In November 2021, the renowned American film director Quentin Tarantino announced his intention to market a series of NFTs containing fragments of the original screenplay, enhanced with audio commentary by the director himself, of some of the most famous scenes of Pulp Fiction, Tarantino’s most successful film dating back to 1994.
Miramax, the film’s producer, immediately cautioned Tarantino against proceeding, arguing that the sale of the NFTs would infringe the rights to the script belonging to Miramax enshrined in the contract signed at the time by the director.
The image of the home page of the tarantinonfts.com site
In the meantime, Miramax brought legal proceedings in the United States against Tarantino for trademark and copyright infringement. The director claims that while Miramax does hold copyrights on the film, such rights do not extend to the screenplay, therefore the signed contract does not prevent him from producing and marketing the disputed NFTs.
Clearly NFTs are creating entirely new situations in which intellectual property rules may be hard to enforce especially where registrations, protection, agreements and contracts were put in place before the market potential of NFTs emerged.
Update the protection of trademarks, designs and any contracts
It is hard to foresee how long the NFT phenomenon may last, but in general it is clear that the massive investments in new virtual platforms (see for example the recent CNBC interview with Mark Zuckerberg) are aimed above all at offering companies more and new commercial and branding opportunities, which are bound to bring new challenges for the protection of intellectual property.
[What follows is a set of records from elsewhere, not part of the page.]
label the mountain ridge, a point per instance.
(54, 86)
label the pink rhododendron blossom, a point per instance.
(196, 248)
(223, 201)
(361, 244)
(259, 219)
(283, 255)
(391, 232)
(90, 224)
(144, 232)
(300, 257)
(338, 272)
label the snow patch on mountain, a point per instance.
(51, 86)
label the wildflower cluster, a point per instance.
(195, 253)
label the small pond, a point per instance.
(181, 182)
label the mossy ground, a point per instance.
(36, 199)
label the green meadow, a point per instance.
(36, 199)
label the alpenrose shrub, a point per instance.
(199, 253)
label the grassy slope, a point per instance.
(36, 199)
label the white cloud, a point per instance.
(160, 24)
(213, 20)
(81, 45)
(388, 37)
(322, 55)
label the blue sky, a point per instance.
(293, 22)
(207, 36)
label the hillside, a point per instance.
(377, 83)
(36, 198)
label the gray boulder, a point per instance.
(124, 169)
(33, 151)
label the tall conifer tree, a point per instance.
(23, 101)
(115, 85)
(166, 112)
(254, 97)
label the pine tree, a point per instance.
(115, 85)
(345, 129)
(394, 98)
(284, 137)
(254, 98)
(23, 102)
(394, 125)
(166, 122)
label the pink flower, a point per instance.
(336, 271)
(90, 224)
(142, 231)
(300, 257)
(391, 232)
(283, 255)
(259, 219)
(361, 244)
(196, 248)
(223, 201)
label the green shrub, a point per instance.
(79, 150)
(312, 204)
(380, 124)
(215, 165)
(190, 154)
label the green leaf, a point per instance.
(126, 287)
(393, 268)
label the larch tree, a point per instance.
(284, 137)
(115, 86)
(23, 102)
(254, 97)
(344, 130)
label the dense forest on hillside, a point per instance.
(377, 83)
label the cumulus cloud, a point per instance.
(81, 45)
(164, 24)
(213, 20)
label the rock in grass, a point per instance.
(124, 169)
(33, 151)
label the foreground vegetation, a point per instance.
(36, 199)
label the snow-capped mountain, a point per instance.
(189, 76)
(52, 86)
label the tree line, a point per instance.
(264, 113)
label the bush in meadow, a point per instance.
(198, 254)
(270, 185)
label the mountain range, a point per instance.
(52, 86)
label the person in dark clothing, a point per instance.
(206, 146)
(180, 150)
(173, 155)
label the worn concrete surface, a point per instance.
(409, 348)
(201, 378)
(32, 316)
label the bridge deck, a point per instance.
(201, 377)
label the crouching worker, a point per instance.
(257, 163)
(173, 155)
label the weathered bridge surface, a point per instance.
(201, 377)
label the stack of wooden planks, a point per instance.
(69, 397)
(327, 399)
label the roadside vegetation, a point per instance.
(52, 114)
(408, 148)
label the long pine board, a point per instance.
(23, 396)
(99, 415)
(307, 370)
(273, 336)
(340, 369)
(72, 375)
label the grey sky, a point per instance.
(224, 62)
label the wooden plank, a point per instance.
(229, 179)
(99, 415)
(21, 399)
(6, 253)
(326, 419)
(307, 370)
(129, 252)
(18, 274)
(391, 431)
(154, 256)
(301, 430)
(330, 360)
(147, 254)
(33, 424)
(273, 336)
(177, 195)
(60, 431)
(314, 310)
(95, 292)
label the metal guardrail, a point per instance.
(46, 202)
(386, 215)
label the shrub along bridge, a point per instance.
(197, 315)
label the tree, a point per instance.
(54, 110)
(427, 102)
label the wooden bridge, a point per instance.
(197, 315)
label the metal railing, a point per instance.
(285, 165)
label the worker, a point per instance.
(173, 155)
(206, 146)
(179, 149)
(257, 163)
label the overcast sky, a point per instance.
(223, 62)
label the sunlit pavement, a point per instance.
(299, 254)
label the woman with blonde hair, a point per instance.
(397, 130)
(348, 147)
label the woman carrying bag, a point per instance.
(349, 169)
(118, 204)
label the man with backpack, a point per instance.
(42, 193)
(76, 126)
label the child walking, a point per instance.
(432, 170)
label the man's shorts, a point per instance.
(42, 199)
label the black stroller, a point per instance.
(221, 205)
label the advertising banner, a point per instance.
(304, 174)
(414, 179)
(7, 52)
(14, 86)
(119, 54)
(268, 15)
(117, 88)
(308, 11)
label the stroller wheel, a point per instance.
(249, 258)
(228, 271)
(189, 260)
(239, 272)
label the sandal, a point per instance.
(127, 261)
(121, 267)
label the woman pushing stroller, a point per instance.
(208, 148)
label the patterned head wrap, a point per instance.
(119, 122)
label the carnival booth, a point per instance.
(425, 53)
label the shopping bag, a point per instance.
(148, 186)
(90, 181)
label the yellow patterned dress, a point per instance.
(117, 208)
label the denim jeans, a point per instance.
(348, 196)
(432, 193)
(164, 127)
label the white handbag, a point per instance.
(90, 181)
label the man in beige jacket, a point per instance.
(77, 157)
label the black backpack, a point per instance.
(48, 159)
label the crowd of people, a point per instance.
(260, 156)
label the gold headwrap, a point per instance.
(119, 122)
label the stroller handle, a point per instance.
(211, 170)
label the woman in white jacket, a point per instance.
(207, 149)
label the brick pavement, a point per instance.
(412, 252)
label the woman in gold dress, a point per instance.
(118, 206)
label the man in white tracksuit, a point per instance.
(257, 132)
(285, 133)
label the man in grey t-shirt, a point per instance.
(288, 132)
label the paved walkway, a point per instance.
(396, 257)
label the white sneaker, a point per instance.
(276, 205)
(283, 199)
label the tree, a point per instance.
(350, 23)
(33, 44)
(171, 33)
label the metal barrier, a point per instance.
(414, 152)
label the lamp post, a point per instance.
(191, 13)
As already highlighted in our recent article The metaverse, trademarks and intellectual property: opportunities and risks, it is therefore increasingly advisable to consider extending the protection of registered trademarks and designs to cover virtual products and services as well as NFTs: thousands of companies that have already done so, including Nike itself.
Measures to be considered include:
- monitoring use by third parties of brands on virtual platforms
- examining aspects of protection relating to domain names
- assessing the need to update existing agreements and contracts based on new digital realities.
Of course adopting further measures and strategies may be advisable case by case.